It's hysteria lane for granny after council changes her street name
Published 22/09/2010 | 05:00
A grandmother whose family have been the only residents on their lane for more than 35 years was stunned to discover a council changed their street name because some locals wanted a more trendy-sounding address.
Mary Brennan (64) said her life has been turned upside down after Fingal County Council went against her objection and renamed Nether Cross, Burrow Road in Portrane to Valley Lane.
Mrs Brennan and her son Darren Brennan are the only residents living on the 100-metre long lane located near Portrane Beach in the coastal village in north county Dublin.
She has lived in her circa 1870s cottage for 36 years while her son has lived in a cottage he built up the lane for the past 10 years. "Everyone knows it as Nether Cross," she told the Irish Independent.
The new name -- chosen by members of the local residents' association -- doesn't even reflect the area, she added.
"There's no hills or valley.
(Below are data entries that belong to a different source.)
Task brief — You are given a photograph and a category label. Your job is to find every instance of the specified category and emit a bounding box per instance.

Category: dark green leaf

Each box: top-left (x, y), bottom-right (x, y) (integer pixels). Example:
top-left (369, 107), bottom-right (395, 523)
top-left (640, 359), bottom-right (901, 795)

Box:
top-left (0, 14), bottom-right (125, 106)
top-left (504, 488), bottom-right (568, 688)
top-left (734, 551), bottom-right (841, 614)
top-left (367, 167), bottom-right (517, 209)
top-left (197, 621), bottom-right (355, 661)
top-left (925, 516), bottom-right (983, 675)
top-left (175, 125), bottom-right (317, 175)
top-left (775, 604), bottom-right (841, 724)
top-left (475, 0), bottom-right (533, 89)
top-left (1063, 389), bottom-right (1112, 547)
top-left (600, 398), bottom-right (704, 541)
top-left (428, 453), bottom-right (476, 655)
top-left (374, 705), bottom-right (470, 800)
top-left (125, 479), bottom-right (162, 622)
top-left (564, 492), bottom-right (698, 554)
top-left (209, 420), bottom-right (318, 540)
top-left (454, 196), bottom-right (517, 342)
We're surrounded by water here," she said.
Mrs Brennan, a mother of five and grandmother of six, said the formal name change -- passed by the council two weeks ago -- has caused huge stress and upheaval for herself and her family.
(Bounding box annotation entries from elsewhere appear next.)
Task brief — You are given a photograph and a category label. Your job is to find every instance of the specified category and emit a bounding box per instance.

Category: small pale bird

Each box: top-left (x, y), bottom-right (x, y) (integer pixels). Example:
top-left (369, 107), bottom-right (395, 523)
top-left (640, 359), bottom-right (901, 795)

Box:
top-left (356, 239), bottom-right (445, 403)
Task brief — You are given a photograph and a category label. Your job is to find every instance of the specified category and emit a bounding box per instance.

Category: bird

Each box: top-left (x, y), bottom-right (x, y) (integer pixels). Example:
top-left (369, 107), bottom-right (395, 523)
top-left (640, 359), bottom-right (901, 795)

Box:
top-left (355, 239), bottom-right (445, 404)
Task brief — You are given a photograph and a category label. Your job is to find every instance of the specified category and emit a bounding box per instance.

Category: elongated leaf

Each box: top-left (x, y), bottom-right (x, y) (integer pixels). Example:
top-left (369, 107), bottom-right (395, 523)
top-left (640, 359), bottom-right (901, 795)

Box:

They have all begrudgingly had to notify friends and family as well as banks, utility providers, schools and others of their change of address.
Mrs Brennan, who worked as a local seamstress, said the name change could also cost her business because clients across north county Dublin who have been coming to her over the years might assume she has moved away. The name change has been a thorn in Mrs Brennan's side for the past year.
"I complained to the council but I was told that 'the people have decided'," she said. "But I said 'I am the people'."
Officials from Fingal County Council were unavailable for comment last night.
A spokeswoman could not say why the street name was changed.
However, she said it was typically done at the request of local residents for a variety of reasons, including reverting to a "more traditional name".
Mrs Brennan said she did receive a letter from the council in July informing her of the name change, and inviting anyone who objected to contact the council before August 31.
She said she rang the council three times to voice her objections after receiving the letter.
But her objection was ignored because she did not state her objection in writing.
She is now hoping that the council will reverse its decision.